Que 16: What it mean that functional coverage is 100% and code coverage is not 100%? and what can we do to meet a 100% coverage goal?
Ans 16:
There might be several possibilities to have 100% functional coverage and not 100% code coverage. Functional coverage tells us what kind of stimulus, configuration, and all the combinations of possible features have been covered but code coverage tells us how much code is exercised by the test cases. So the possibilities are :
There might be a missing feature in the functional coverage plan. This can be fixed using updating features or cross features in the Verification plan.
There is some redundant/unreachable code in the design. This can be excluded from the code coverage goal.

Que 17: What It mean that code coverage is 100% and functional coverage is not 100%? and what can we do to meet a 100% coverage goal?
Ans 17:
Yes, there are several possibilities to have 100% code coverage and not 100% functional coverage :
There are some features which is missing in the design implementation. We can ask the designer to implement the code.
Some of the sequence/property may not be getting cover. We can write more test cases to hit those sequences or modify those sequences if it is unreachable.

Que 18: what are the properties of object-oriented programming?
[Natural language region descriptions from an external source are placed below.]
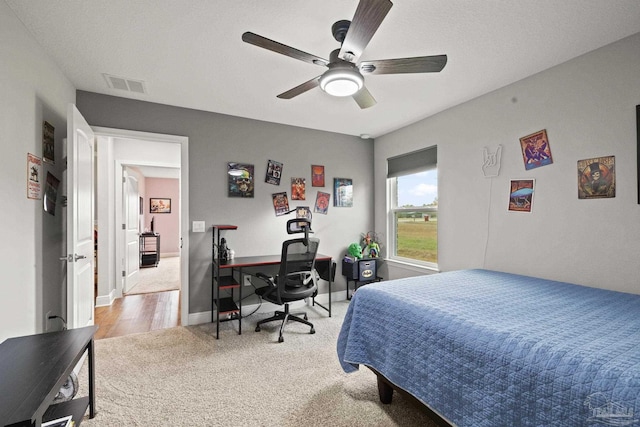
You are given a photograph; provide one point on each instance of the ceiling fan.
(344, 76)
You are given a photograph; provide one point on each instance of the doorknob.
(72, 257)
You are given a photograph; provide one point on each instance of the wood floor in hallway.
(134, 314)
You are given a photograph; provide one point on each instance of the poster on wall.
(48, 142)
(34, 174)
(343, 192)
(597, 178)
(51, 193)
(240, 179)
(536, 151)
(274, 172)
(521, 195)
(322, 202)
(280, 203)
(317, 176)
(298, 188)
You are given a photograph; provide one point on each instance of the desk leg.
(92, 371)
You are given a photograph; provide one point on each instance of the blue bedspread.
(492, 349)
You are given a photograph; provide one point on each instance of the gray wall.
(215, 140)
(587, 106)
(32, 90)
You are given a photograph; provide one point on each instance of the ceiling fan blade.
(420, 64)
(364, 98)
(283, 49)
(368, 17)
(300, 88)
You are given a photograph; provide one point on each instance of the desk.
(323, 265)
(34, 367)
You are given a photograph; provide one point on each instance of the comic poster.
(280, 203)
(322, 202)
(535, 150)
(34, 173)
(51, 193)
(240, 180)
(521, 195)
(298, 188)
(597, 178)
(48, 142)
(317, 176)
(343, 192)
(274, 172)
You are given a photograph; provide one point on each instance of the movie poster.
(535, 150)
(521, 195)
(280, 203)
(597, 178)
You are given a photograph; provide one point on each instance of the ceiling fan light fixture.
(341, 81)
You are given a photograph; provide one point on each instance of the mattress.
(485, 348)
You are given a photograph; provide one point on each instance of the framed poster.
(597, 178)
(159, 205)
(322, 202)
(274, 172)
(298, 188)
(535, 150)
(317, 176)
(48, 142)
(521, 195)
(240, 180)
(343, 192)
(34, 173)
(280, 203)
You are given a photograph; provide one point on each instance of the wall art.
(597, 178)
(298, 188)
(280, 203)
(240, 180)
(322, 202)
(521, 195)
(536, 151)
(34, 174)
(274, 172)
(343, 192)
(159, 205)
(317, 176)
(48, 142)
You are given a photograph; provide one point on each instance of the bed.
(486, 348)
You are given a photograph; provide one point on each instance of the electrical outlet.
(47, 322)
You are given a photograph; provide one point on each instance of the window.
(413, 207)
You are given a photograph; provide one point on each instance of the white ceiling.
(190, 53)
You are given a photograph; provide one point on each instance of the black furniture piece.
(33, 368)
(149, 249)
(296, 280)
(360, 272)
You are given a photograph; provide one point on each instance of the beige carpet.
(183, 376)
(164, 277)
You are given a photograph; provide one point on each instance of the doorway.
(116, 150)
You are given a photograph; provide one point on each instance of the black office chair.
(296, 280)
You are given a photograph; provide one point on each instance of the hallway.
(133, 314)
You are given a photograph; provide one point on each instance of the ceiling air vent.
(122, 83)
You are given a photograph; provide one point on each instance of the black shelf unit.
(149, 249)
(223, 287)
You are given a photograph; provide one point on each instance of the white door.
(132, 237)
(80, 237)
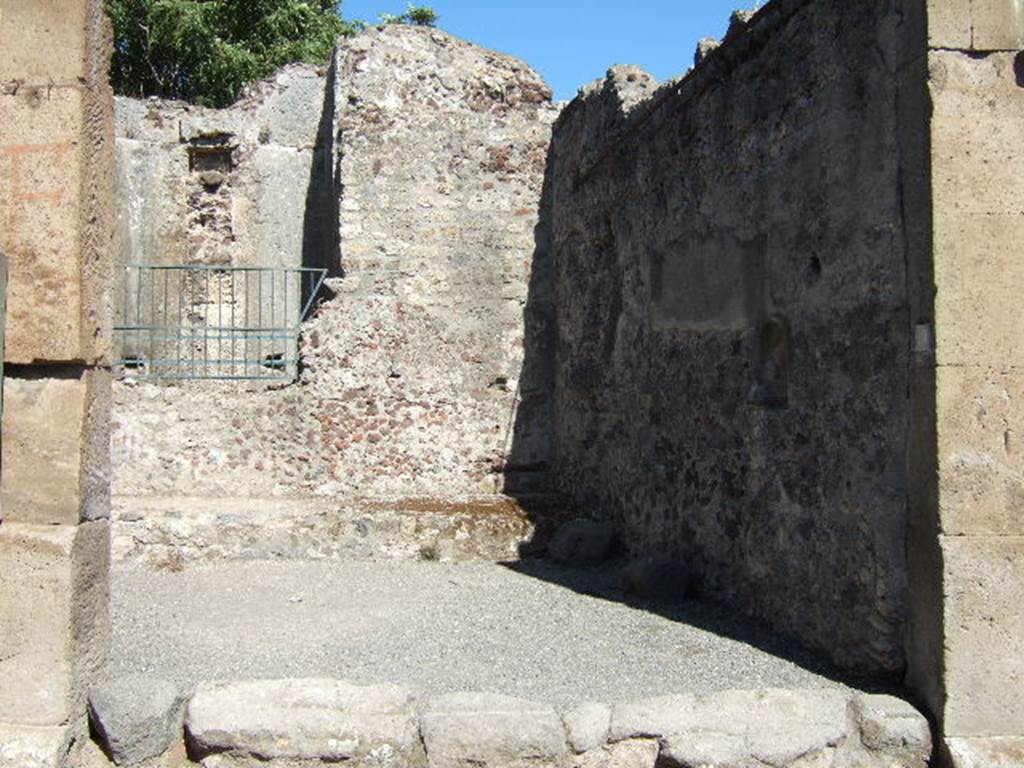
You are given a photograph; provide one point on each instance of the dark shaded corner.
(321, 238)
(531, 476)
Explain each property.
Ans 18:
System Verilog introduces classes as the foundation of the testbench automation language.
A class is a user-defined data type. Classes consist of data (called properties) and tasks and functions to access the data (called methods).
In System Verilog, classes support the following aspects of object-orientation:
Encapsulation(Data hiding): In System Verilog, we can define how properties and methods are visible/access to the other class. By default, all the members of the class have public access. This can be changed by local and protected keyword. “Local” data/methods can only be access within the same class and “protected” data/methods can be use by the same class or extended class only.
Inheritance: Inheritance is the ability to create new classes that are based on existing classes. A derived class by default inherits the properties and methods of its parent class.
However, the derived class may add new properties and methods, or modify the inherited properties and methods.
Polymorphism: Polymorphism in System Verilog provides an ability to an object to take on many forms. Method handle of super-class can be made to refer to the subclass method, this allows polymorphism or different forms of the same method. We use the keyword “virtual”, virtual data/methods can be changed or override in the extended class.

Que 19: What is the difference between Logic and Reg?
Ans 19:
Reg is a data storage element in System Verilog. It’s not an actual hardware register but it can store values. Reg retains its value until the next assignment statement. System Verilog added this additional datatype, It extends the reg/wire type so it can be driven by a single driver such as gate or module. The main difference between logic datatype and reg/wire is that a logic datatype can be driven by both continuous assignment, or blocking/non-blocking assignment.

Que 20: What are the features you will verify for a FIFO?
Ans 20:
We need to verify the following features for a FIFO verification :
We need to verify if we can verify “write” and “read” of the FIFO.
We need to verify the FIFO depth by writing the number of bytes equal to the depth.
We need to verify FIFO full and FIFO empty conditions to hit corner cases.
We need to verify the reset condition of the FIFO.